O.MY – Beaconsfield, Melbourne – Saturday 29 July 2023 – Dinner

Passion is an overwhelming attribute of exceptional people. In the everyday, most people find their passion in their hobbies. Tonight at O.MY it shines through our conversation with wine waiter, and part owner, Chayse Bertoncello, just as it has the past times we have dined here.

Proudly overlooking this spendid dining room, his brother Blayne creates a menu that has always made sense to my tastes, but has been revelatory in its depth of detail, and connection to the O.MY ethos. That ethos is all about sustainabilty and honouring the surrounding area, without any compromise on flavour; only enhancement.

I should emphasise a complete lack of snobbery at this award winning restaurant; the team creates an interaction that is down to earth. When you have passion for what you do, it shows through the experience; on the plate, and in the glass.

Tonight, we are at the new address for the first time, the restaurant having moved close by after a fire.
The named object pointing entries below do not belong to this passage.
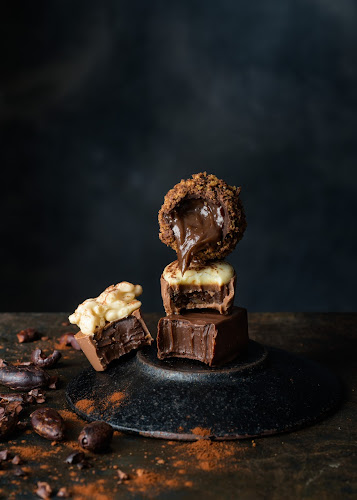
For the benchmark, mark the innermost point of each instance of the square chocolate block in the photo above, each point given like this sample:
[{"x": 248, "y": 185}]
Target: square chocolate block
[
  {"x": 209, "y": 337},
  {"x": 116, "y": 339}
]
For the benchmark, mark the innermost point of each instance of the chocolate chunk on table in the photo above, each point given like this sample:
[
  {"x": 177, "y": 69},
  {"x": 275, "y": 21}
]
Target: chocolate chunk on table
[
  {"x": 115, "y": 340},
  {"x": 209, "y": 337},
  {"x": 178, "y": 297}
]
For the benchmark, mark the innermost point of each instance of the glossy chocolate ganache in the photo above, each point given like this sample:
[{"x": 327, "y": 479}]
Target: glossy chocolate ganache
[
  {"x": 196, "y": 224},
  {"x": 202, "y": 219}
]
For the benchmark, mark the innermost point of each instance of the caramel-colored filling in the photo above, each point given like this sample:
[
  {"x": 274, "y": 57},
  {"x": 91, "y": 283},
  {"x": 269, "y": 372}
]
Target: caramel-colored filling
[{"x": 196, "y": 224}]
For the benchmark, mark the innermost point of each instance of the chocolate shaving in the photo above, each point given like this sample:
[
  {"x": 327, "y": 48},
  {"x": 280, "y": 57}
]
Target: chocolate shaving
[
  {"x": 16, "y": 460},
  {"x": 4, "y": 455},
  {"x": 75, "y": 458},
  {"x": 44, "y": 490},
  {"x": 39, "y": 360},
  {"x": 38, "y": 396},
  {"x": 69, "y": 339},
  {"x": 9, "y": 418},
  {"x": 48, "y": 423},
  {"x": 63, "y": 492},
  {"x": 28, "y": 335},
  {"x": 18, "y": 471},
  {"x": 20, "y": 397},
  {"x": 24, "y": 377},
  {"x": 122, "y": 476}
]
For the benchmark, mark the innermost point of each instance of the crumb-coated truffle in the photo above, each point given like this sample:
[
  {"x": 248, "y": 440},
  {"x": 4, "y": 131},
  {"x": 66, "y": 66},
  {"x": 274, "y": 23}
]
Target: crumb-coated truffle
[{"x": 213, "y": 190}]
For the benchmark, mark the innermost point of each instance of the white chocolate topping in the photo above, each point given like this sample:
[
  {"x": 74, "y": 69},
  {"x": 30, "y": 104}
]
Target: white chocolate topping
[
  {"x": 116, "y": 302},
  {"x": 215, "y": 273}
]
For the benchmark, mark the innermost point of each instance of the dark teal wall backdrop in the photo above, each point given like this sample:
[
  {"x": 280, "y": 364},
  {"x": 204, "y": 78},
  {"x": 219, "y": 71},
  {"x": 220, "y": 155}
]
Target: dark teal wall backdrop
[{"x": 105, "y": 105}]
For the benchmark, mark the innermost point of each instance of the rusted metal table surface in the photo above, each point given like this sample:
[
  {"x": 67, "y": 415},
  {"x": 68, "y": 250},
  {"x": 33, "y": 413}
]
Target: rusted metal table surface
[{"x": 315, "y": 462}]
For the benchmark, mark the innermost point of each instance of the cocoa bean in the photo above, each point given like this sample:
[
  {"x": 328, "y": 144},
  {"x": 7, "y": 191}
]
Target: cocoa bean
[
  {"x": 96, "y": 436},
  {"x": 48, "y": 423},
  {"x": 39, "y": 360}
]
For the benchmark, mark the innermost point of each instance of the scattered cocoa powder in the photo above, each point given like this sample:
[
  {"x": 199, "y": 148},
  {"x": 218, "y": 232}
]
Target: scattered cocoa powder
[
  {"x": 95, "y": 490},
  {"x": 86, "y": 405},
  {"x": 117, "y": 397},
  {"x": 151, "y": 483},
  {"x": 70, "y": 415},
  {"x": 199, "y": 431},
  {"x": 33, "y": 452}
]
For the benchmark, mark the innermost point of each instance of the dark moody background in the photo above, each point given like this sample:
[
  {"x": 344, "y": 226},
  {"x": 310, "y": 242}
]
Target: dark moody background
[{"x": 105, "y": 105}]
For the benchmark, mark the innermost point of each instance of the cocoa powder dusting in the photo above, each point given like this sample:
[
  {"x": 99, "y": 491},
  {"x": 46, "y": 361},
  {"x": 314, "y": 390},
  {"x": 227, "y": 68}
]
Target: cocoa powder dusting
[
  {"x": 93, "y": 490},
  {"x": 85, "y": 405},
  {"x": 199, "y": 431},
  {"x": 151, "y": 483},
  {"x": 117, "y": 397}
]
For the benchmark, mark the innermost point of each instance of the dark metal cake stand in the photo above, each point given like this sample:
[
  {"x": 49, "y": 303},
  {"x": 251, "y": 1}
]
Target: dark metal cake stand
[{"x": 267, "y": 392}]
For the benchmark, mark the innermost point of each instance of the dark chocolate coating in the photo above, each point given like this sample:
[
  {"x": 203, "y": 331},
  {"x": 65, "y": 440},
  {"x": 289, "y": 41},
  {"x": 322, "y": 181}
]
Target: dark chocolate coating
[
  {"x": 115, "y": 340},
  {"x": 209, "y": 337}
]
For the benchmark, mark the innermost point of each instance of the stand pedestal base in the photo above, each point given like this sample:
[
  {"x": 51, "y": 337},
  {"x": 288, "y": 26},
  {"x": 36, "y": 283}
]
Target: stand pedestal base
[{"x": 268, "y": 392}]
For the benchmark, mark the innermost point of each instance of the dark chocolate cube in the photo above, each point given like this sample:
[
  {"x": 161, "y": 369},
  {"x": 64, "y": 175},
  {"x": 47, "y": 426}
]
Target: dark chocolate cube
[{"x": 209, "y": 337}]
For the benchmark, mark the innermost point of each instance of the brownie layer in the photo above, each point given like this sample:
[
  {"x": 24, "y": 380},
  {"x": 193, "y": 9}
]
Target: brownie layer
[{"x": 178, "y": 297}]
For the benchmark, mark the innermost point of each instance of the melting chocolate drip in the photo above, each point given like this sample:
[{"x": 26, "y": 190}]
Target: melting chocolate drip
[{"x": 196, "y": 224}]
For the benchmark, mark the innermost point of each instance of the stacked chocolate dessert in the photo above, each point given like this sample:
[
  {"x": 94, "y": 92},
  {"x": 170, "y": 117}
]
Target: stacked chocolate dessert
[{"x": 202, "y": 219}]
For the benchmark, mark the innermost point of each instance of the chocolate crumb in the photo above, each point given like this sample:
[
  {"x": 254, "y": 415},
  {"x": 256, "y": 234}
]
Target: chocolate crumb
[
  {"x": 96, "y": 436},
  {"x": 122, "y": 476},
  {"x": 63, "y": 492},
  {"x": 39, "y": 360},
  {"x": 27, "y": 335},
  {"x": 4, "y": 455},
  {"x": 69, "y": 339},
  {"x": 16, "y": 460},
  {"x": 75, "y": 457},
  {"x": 44, "y": 490},
  {"x": 19, "y": 471}
]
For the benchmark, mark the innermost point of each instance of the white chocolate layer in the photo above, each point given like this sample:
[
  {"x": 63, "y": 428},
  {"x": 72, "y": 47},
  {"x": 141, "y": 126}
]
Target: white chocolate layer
[
  {"x": 218, "y": 273},
  {"x": 116, "y": 302}
]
I love the setting of the small dining room, getting a feeling I had years ago at Orana in Adelaide. From our corner near the bar, we are overlooking the chef’s plating bench, and the other tables in the restaurant, on a large blonde wood table that allows us to sit close together, enjoying the space that fine dining should allow. 

Contrasting the light wood, is the darker furnished dining room, with a dark shadow curtain cutting off the main road outside. While we enjoy our cockails, mine a Manhattan nicely mixed by the bar, a flash of colour appears on the table, with the opening dish showcasing a dozen floral ingredients, housed in a comforting spring roll smelling fried pastry, with buttermilk bringing it together.

We are at the beginning of the longer tasting menu. One of the highlights is a dish we are familiar with from a previous experience, with Jerusalem artichokes coming together beautifully, cooked or prepared several ways. It is the only repeat performance, but an almighty one. The flavours exhibited by roasting, and pickling in particular, brought together with a gorgeous puree, is something special.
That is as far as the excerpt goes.